From the pv magazine global site
Scientists at the Massachusetts Institute of Technology (MIT) have developed a prototype solar-powered water desalinator which they say achieved solar-to-vapor efficiency of 385% through a multi-stage process where the heat released as water condensed is recycled, flowing into the next layer to power the next stage of evaporation.
Rather than using photovoltaics to power electrically-driven desalination – a method which has been used in large scale applications already – MIT’s process uses solar absorbers to gather heat from the sun and evaporate the saltwater.
A prototype on an MIT rooftop delivered water which exceeded local drinking water standards at a rate of 5.78 liters per hour, per square meter of solar collecting area. The university said that was more than double the previous record for water produced by passive solar desalination. By optimizing and adding further stages to the desalination process, the group estimates devices based on the concept could reach efficiencies as high as 800%.
(Solar-to-vapor conversion efficiency is “the ratio of total vaporization enthalpy to total solar energy input, [which] for most previous studies has been limited to below 100% as the vaporization enthalpy is lost to the ambient environment.”)
A real no-briner
MIT said the device – described in the paper Ultrahigh efficiency desalination via a thermally-localized multistage solar still, published in Energy & Environmental Science – addresses concerns related to solar desalinators as it could operate in regions without a reliable electricity supply and doesn’t leave a build-up of concentrated brines to be disposed of. Instead, said the institution, the salt that accumulates during the day is carried back out of the system once the sun goes down.
With further innovation, the device could be built using low-cost, readily available materials and offer the potential for further cost optimization. Key to that is the separation of the solar absorber and wicking material, which in other systems were a single component requiring a highly specialized material. “This design provides more flexibility and permits the use of low-cost materials since it is possible to use any commercially available solar absorber – having no wicking ability – and any affordable capillary wick, regardless of their solar absorptance,” read the research paper.

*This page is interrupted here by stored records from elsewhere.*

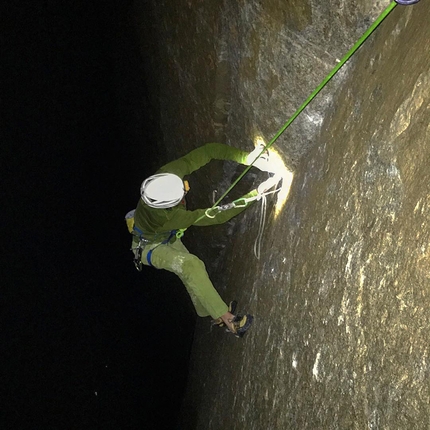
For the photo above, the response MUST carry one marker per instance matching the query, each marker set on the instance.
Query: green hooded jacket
(156, 224)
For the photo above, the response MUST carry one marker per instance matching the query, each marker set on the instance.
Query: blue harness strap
(149, 255)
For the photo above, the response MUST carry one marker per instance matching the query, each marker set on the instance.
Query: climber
(161, 211)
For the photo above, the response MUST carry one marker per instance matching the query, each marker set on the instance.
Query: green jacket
(156, 224)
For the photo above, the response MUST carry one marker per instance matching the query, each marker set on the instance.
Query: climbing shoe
(241, 324)
(231, 308)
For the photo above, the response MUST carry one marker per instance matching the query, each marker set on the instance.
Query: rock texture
(341, 292)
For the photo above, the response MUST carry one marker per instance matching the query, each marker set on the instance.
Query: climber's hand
(263, 161)
(268, 184)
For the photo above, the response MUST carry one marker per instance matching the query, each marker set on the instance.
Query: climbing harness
(138, 250)
(333, 72)
(143, 242)
(165, 242)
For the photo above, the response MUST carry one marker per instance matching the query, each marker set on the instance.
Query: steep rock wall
(340, 294)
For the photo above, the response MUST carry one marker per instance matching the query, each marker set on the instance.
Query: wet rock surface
(340, 294)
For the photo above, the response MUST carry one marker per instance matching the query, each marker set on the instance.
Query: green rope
(350, 53)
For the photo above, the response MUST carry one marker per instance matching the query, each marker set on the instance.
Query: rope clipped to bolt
(325, 81)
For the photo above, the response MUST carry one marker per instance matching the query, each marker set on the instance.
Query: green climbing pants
(176, 258)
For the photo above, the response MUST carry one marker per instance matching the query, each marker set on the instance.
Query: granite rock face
(340, 294)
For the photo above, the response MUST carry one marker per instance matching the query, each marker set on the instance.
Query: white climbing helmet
(162, 191)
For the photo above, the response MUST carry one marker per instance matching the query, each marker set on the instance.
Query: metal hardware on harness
(137, 260)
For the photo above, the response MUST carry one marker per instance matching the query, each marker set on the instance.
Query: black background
(87, 341)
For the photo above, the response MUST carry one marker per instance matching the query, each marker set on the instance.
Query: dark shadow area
(86, 340)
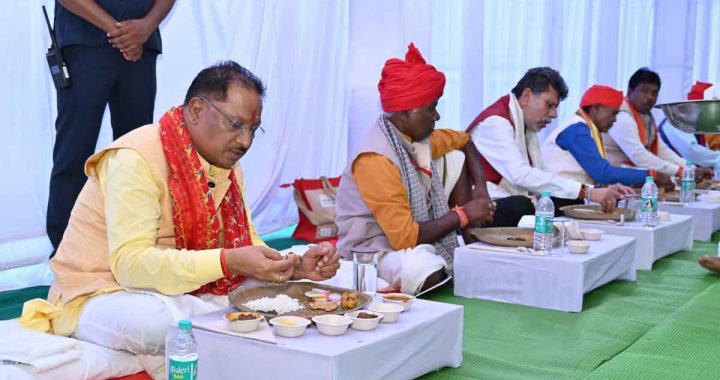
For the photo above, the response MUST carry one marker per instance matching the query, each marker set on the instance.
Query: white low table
(425, 338)
(551, 282)
(654, 243)
(706, 216)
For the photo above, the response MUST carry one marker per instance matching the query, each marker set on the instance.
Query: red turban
(697, 91)
(602, 95)
(409, 84)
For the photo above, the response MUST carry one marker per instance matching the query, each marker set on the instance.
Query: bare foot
(710, 263)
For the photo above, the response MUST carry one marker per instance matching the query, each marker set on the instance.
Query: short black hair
(538, 79)
(643, 75)
(213, 82)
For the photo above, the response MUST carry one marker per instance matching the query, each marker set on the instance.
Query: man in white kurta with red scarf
(505, 133)
(161, 230)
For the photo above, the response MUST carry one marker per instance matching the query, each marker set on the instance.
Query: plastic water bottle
(182, 357)
(648, 209)
(544, 213)
(687, 189)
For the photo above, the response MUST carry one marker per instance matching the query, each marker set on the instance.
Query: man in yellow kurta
(161, 231)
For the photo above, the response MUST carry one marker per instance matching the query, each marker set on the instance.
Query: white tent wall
(321, 61)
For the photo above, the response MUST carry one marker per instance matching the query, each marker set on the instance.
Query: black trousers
(509, 211)
(100, 76)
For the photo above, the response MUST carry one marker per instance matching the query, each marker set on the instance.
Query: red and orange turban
(697, 91)
(602, 95)
(409, 84)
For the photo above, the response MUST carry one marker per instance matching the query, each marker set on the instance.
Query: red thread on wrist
(223, 263)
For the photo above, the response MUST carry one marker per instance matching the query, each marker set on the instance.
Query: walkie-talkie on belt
(58, 68)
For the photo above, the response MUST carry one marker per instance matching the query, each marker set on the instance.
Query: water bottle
(648, 209)
(544, 213)
(365, 270)
(687, 189)
(181, 353)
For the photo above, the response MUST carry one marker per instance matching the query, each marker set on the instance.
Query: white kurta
(507, 149)
(688, 147)
(623, 145)
(561, 161)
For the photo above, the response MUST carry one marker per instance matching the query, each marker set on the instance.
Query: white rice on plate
(279, 304)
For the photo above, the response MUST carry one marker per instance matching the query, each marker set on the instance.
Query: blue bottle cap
(185, 324)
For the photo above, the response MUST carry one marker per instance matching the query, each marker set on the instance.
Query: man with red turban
(409, 187)
(575, 148)
(687, 145)
(634, 139)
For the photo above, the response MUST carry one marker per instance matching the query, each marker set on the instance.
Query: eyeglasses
(235, 126)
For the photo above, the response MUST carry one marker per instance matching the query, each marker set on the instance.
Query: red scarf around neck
(641, 129)
(195, 218)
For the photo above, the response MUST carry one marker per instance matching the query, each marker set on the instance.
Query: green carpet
(662, 326)
(624, 328)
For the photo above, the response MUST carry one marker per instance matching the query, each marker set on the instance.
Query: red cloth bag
(315, 199)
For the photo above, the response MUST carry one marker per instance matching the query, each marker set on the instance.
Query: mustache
(241, 151)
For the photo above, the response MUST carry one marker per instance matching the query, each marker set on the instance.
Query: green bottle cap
(185, 324)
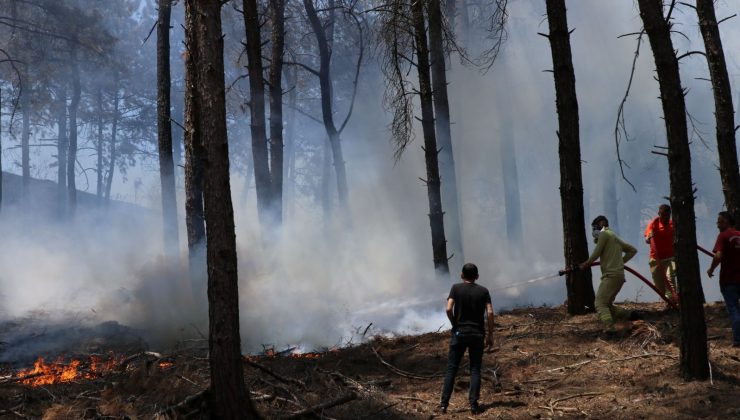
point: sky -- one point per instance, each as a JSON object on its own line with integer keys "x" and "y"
{"x": 325, "y": 283}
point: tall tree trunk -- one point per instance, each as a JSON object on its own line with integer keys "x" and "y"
{"x": 62, "y": 149}
{"x": 289, "y": 158}
{"x": 578, "y": 283}
{"x": 25, "y": 137}
{"x": 72, "y": 155}
{"x": 724, "y": 111}
{"x": 164, "y": 131}
{"x": 450, "y": 197}
{"x": 112, "y": 149}
{"x": 512, "y": 202}
{"x": 1, "y": 150}
{"x": 229, "y": 393}
{"x": 326, "y": 195}
{"x": 194, "y": 168}
{"x": 326, "y": 103}
{"x": 177, "y": 138}
{"x": 694, "y": 358}
{"x": 276, "y": 109}
{"x": 434, "y": 193}
{"x": 99, "y": 149}
{"x": 260, "y": 156}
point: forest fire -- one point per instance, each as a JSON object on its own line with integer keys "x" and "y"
{"x": 58, "y": 371}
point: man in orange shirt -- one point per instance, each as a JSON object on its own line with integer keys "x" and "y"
{"x": 659, "y": 234}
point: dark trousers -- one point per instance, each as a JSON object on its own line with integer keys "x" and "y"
{"x": 458, "y": 345}
{"x": 731, "y": 293}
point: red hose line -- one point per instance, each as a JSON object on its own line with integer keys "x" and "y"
{"x": 648, "y": 282}
{"x": 700, "y": 248}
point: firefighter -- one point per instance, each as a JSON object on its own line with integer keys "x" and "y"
{"x": 659, "y": 235}
{"x": 612, "y": 253}
{"x": 727, "y": 252}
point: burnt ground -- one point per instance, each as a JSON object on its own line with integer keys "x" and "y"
{"x": 545, "y": 365}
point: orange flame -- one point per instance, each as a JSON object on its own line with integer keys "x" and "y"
{"x": 56, "y": 372}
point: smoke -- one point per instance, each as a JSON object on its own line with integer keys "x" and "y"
{"x": 326, "y": 283}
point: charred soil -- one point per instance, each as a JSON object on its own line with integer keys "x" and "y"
{"x": 545, "y": 365}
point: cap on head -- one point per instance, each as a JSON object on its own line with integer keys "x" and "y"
{"x": 728, "y": 217}
{"x": 469, "y": 271}
{"x": 598, "y": 220}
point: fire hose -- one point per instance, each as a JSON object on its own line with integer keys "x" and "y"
{"x": 673, "y": 303}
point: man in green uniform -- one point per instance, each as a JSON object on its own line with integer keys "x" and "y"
{"x": 612, "y": 253}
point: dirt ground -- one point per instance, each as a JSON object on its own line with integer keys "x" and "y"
{"x": 545, "y": 365}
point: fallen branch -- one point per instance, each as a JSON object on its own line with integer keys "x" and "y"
{"x": 563, "y": 368}
{"x": 570, "y": 397}
{"x": 273, "y": 374}
{"x": 126, "y": 361}
{"x": 15, "y": 413}
{"x": 323, "y": 406}
{"x": 404, "y": 373}
{"x": 184, "y": 403}
{"x": 413, "y": 399}
{"x": 640, "y": 356}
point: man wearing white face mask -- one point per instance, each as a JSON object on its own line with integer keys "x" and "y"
{"x": 612, "y": 253}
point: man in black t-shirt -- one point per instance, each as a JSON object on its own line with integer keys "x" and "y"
{"x": 466, "y": 306}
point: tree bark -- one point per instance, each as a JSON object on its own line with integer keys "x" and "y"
{"x": 112, "y": 151}
{"x": 72, "y": 155}
{"x": 194, "y": 167}
{"x": 289, "y": 157}
{"x": 578, "y": 283}
{"x": 164, "y": 131}
{"x": 229, "y": 393}
{"x": 450, "y": 197}
{"x": 25, "y": 137}
{"x": 276, "y": 109}
{"x": 724, "y": 110}
{"x": 260, "y": 154}
{"x": 326, "y": 103}
{"x": 99, "y": 149}
{"x": 1, "y": 150}
{"x": 694, "y": 357}
{"x": 62, "y": 149}
{"x": 434, "y": 193}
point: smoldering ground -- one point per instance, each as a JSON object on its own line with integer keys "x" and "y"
{"x": 324, "y": 282}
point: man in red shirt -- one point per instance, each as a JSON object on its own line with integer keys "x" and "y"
{"x": 727, "y": 252}
{"x": 659, "y": 234}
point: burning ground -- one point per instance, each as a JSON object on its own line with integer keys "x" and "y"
{"x": 545, "y": 365}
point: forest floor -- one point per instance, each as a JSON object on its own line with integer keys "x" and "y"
{"x": 546, "y": 364}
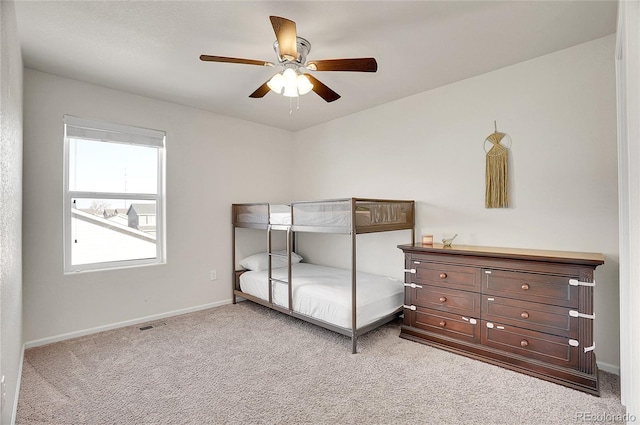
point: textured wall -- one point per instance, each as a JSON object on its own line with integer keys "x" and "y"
{"x": 211, "y": 162}
{"x": 560, "y": 112}
{"x": 10, "y": 206}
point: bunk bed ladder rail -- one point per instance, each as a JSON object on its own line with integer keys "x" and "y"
{"x": 272, "y": 254}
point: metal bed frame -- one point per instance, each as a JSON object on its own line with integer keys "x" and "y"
{"x": 263, "y": 222}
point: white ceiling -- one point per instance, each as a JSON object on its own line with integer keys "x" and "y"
{"x": 152, "y": 48}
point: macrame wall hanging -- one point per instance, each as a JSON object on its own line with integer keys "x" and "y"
{"x": 497, "y": 175}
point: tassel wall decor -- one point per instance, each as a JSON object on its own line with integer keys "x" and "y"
{"x": 497, "y": 175}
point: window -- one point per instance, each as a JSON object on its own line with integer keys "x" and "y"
{"x": 113, "y": 195}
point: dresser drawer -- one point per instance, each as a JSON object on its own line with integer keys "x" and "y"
{"x": 445, "y": 275}
{"x": 547, "y": 289}
{"x": 443, "y": 323}
{"x": 453, "y": 301}
{"x": 535, "y": 316}
{"x": 551, "y": 349}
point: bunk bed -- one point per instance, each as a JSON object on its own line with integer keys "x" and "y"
{"x": 346, "y": 301}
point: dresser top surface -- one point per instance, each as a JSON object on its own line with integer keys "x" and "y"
{"x": 591, "y": 258}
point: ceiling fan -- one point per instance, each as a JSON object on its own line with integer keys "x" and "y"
{"x": 292, "y": 52}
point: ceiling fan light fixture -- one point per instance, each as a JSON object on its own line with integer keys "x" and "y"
{"x": 276, "y": 83}
{"x": 304, "y": 85}
{"x": 290, "y": 84}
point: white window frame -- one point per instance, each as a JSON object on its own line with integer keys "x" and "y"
{"x": 81, "y": 128}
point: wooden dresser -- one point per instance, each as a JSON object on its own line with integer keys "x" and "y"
{"x": 527, "y": 310}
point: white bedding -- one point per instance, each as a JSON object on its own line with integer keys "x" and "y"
{"x": 324, "y": 293}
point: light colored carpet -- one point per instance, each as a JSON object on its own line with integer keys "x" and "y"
{"x": 247, "y": 364}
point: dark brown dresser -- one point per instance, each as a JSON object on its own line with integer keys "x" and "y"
{"x": 526, "y": 310}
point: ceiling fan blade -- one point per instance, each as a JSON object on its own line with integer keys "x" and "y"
{"x": 260, "y": 91}
{"x": 208, "y": 58}
{"x": 322, "y": 90}
{"x": 356, "y": 65}
{"x": 286, "y": 35}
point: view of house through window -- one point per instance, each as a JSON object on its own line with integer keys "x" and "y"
{"x": 113, "y": 192}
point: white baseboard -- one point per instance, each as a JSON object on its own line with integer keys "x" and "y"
{"x": 14, "y": 413}
{"x": 76, "y": 334}
{"x": 609, "y": 368}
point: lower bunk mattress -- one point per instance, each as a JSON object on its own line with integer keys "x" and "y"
{"x": 324, "y": 293}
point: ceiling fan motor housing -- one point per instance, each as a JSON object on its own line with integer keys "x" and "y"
{"x": 303, "y": 46}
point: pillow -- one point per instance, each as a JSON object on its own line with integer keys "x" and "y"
{"x": 260, "y": 261}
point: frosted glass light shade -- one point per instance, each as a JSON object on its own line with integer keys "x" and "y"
{"x": 304, "y": 85}
{"x": 276, "y": 83}
{"x": 289, "y": 83}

The MIT group said the device offers potential applications in regions with limited infrastructure but plenty of sunshine and seawater. The researchers have considered the possibility of large scale systems and smaller, residential applications and estimate an installation large enough to serve the needs of a family could be built for around $100.
“One of the challenges in solar-still-based desalination has been low efficiency due to the loss of significant energy in condensation,” said Ravi Prasher, associate lab director at Lawrence Berkeley National Laboratory, who was not involved in the research. “By efficiently harvesting the condensation energy, the overall solar-to-vapor efficiency is dramatically improved … This increased efficiency will have an overall impact on reducing the cost of produced water.”
MIT says it will continue to experiment with the process, focusing on testing for durability and optimization with different materials and in various configurations, as well as on scaling up from the lab-sized device which achieved the results.